LA PAZ – The German companies K-UTEC and Ercosplan and Switzerland’s Seps Salt & Evaporation Plants Ltda are competing for a contract to design a lithium carbonate plant in Bolivia, the Andean nation’s government said.
The lithium carbonate produced at the plant is to be used in the manufacture of lithium-ion battery cathodes.
The companies’ bids were submitted early this week and will be evaluated over the next two or three weeks, the Mining Ministry’s National Management Committee for Evaporitic Resources said in a statement Tuesday.
Ercosplan offered to carry out the engineering work for approximately $3.1 million, while K-UTEC and Seps Salt each submitted a $4.8 million bid, according to official figures.
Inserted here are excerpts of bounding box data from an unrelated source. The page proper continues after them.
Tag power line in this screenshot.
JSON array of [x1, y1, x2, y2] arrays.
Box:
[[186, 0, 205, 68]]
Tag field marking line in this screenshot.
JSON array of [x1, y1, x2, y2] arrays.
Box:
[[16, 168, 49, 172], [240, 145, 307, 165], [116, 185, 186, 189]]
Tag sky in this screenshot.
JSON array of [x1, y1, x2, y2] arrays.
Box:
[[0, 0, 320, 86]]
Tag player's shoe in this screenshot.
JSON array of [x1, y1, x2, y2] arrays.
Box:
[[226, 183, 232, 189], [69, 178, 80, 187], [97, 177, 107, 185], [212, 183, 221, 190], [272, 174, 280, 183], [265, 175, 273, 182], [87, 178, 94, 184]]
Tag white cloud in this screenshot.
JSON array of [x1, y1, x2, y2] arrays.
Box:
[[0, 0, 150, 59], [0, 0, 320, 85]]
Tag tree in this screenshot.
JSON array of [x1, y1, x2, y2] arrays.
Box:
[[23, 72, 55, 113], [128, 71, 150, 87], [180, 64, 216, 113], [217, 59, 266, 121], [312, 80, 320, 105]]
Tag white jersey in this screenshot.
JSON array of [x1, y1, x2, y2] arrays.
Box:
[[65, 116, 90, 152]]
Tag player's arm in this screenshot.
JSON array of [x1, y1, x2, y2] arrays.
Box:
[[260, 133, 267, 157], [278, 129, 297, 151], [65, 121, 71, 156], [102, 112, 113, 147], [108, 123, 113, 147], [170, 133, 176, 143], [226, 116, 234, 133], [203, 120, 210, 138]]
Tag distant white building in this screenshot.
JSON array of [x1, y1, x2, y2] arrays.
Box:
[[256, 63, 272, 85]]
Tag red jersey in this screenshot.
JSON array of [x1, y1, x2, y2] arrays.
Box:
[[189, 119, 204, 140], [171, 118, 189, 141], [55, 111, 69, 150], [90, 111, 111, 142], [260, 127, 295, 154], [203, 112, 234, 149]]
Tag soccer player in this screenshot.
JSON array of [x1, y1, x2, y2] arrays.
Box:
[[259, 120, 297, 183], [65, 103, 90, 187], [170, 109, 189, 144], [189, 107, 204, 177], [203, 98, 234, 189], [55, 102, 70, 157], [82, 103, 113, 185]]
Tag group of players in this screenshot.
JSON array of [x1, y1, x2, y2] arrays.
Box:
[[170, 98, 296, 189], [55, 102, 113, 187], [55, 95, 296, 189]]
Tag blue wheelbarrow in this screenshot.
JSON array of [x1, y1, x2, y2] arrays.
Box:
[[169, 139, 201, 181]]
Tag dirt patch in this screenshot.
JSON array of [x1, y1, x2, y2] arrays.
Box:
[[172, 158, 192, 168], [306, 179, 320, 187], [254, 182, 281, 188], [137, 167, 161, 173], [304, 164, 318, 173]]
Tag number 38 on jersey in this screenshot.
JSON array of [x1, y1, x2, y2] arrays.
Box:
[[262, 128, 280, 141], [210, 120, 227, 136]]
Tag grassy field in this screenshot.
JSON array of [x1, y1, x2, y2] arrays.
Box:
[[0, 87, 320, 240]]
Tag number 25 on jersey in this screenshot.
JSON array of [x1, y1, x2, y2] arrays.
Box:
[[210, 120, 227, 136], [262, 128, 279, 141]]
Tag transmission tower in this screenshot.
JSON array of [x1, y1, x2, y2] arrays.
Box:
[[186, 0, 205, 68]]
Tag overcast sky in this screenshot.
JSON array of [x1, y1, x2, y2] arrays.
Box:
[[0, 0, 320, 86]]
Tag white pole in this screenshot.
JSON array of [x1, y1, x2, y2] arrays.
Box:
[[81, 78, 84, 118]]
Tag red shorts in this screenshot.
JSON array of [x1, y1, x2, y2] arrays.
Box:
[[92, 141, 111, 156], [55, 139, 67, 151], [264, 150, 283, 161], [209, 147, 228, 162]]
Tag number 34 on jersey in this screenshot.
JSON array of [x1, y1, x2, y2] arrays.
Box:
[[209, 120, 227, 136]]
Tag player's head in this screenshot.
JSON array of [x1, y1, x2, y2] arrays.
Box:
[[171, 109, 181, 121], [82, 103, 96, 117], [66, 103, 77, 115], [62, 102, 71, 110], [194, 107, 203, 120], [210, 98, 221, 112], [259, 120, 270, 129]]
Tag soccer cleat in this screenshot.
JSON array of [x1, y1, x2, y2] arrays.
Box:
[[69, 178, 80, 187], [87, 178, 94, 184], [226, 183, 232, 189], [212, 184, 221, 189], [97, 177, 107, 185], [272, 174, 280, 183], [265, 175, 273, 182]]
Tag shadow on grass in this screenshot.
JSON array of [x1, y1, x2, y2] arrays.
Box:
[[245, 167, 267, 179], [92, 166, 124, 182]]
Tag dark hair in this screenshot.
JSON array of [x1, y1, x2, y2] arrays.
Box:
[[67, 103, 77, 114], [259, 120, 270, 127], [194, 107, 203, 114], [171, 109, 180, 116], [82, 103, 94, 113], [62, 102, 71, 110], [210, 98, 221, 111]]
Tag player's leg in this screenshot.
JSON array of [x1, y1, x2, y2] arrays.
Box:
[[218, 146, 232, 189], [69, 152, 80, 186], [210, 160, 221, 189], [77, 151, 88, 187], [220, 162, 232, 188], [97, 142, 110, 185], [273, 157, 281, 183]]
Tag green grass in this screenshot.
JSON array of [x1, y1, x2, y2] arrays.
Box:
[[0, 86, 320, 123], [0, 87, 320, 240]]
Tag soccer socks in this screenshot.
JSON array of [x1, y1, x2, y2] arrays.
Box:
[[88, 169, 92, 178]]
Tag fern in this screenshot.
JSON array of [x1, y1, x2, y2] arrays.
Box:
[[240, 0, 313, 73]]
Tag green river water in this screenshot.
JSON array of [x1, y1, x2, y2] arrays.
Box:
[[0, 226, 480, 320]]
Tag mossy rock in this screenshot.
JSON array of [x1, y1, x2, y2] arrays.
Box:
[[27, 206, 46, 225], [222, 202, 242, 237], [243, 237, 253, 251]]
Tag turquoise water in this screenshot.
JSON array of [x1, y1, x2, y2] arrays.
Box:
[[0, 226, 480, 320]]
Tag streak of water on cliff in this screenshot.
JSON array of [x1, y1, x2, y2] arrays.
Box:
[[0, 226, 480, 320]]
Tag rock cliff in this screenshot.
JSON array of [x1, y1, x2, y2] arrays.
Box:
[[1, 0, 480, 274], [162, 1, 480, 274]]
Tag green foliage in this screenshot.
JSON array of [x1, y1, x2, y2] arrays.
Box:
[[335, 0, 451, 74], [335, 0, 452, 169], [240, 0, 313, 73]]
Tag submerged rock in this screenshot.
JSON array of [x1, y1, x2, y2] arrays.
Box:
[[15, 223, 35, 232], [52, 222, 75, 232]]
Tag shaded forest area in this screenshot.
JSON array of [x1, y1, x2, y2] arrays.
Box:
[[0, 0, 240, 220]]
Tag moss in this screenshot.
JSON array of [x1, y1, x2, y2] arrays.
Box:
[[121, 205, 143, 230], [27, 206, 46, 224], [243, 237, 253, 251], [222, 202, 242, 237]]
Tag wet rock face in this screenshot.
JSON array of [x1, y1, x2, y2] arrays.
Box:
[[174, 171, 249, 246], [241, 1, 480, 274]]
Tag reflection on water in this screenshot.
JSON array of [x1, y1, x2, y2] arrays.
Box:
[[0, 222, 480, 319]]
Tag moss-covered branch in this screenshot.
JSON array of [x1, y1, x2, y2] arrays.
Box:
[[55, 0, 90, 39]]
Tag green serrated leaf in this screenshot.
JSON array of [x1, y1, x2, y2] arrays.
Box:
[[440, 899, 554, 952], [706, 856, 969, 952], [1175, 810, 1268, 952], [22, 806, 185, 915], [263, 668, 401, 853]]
A lithium carbonate pilot plant was inaugurated in 2013 at the largely untapped Uyuni salt flats, which cover a 10,000-sq.-kilometer (3,860-sq.-mile) area of southwest Bolivia and are the largest known reserve of the world’s lightest metal.
President Evo Morales wants Bolivia’s lithium reserves to be processed and industrialized at home and says foreign partners only will be brought on board if they agree to build a lithium-ion battery plant and electric cars in the Andean nation.
The leftist head of state recently said Bolivia will invest $617 million through 2018 to develop its lithium industry, on top of the $115 million already invested through 2014.
A Chinese-built lithium-ion battery pilot plant - intended primarily for the training of Bolivian technicians - was inaugurated in February 2014.